Let $A$ be a set of size $n$. Then there are $\frac{n!}{k_{1}!\cdot\ldots\cdot k_{t}!}$ ways to partition this set into $t$ nonempty set of sizes $k_{i}$.

And consider the following example:

There are $36$ cards, with half of them being blue and half being black. These cards are shuffled and then divided into two equal stacks of $18$ cards. One has to determine the probability that in both stacks there is the same number of blue and black cards.

My question is: How can this example by solved with the above theorem ?

The answer is $\frac{\binom{18}{9}\binom{18}{9}}{\binom{36}{18}}$ - but I got to it with my own solution which doesn't use the above theorem, which bothers me, since in the notes I'm reading, this example comes as a direct application of the above theorem.

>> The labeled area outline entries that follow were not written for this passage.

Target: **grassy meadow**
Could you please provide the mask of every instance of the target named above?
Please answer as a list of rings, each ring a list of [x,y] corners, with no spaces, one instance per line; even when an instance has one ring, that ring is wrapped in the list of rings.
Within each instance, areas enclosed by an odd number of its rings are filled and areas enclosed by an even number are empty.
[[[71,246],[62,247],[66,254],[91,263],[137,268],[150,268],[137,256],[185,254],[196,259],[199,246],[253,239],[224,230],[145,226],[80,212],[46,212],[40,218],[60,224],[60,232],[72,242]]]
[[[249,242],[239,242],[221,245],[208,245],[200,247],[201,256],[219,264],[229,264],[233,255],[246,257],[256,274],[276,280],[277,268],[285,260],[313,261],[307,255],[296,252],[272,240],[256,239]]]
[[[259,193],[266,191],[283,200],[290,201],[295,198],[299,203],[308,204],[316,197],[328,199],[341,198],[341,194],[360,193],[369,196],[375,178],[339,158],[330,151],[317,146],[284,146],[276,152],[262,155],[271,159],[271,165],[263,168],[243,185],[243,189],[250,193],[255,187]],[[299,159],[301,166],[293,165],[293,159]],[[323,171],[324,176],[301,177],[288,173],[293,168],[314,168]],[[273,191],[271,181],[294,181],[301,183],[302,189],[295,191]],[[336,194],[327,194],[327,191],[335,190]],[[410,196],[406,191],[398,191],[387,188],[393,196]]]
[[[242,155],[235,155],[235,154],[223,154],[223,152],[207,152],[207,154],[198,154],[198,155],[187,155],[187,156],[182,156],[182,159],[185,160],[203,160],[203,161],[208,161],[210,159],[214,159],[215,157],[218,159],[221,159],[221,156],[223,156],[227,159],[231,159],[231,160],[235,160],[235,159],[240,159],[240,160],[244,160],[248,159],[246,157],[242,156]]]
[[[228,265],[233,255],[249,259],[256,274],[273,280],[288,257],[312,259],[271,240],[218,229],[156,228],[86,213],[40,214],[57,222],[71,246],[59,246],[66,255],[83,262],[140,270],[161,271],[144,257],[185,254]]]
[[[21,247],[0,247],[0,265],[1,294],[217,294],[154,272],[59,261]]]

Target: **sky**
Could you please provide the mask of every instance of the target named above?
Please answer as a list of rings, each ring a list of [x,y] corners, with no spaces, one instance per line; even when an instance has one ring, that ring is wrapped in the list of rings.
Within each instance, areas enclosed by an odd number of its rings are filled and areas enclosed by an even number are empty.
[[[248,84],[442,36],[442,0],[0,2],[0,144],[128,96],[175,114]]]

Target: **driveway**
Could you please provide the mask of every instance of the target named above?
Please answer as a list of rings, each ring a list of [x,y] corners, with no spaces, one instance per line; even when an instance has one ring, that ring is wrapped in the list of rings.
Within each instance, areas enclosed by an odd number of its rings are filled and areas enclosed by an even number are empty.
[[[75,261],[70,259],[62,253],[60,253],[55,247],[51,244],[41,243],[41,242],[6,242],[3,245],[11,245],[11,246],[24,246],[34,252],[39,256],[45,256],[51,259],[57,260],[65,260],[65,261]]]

For anyone who cares, heres my solution: If the number of blue and black cards has to be identical in both stacks, we have to have $9$ blue and $9$ black cards in both decks. Since there are $18$ blue and $18$ black cards totally, there are $\binom{18}{9}\binom{18}{9}$ possibilities for one stack. But if we select one stack, the other is automatically determined, so there are actually $\binom{18}{9}\binom{18}{9}$ possibilities to select both stacks. Since totally there are $\binom{36}{18}$ ways to divide the cards into arbitrary stacks of the same size, we get the answer).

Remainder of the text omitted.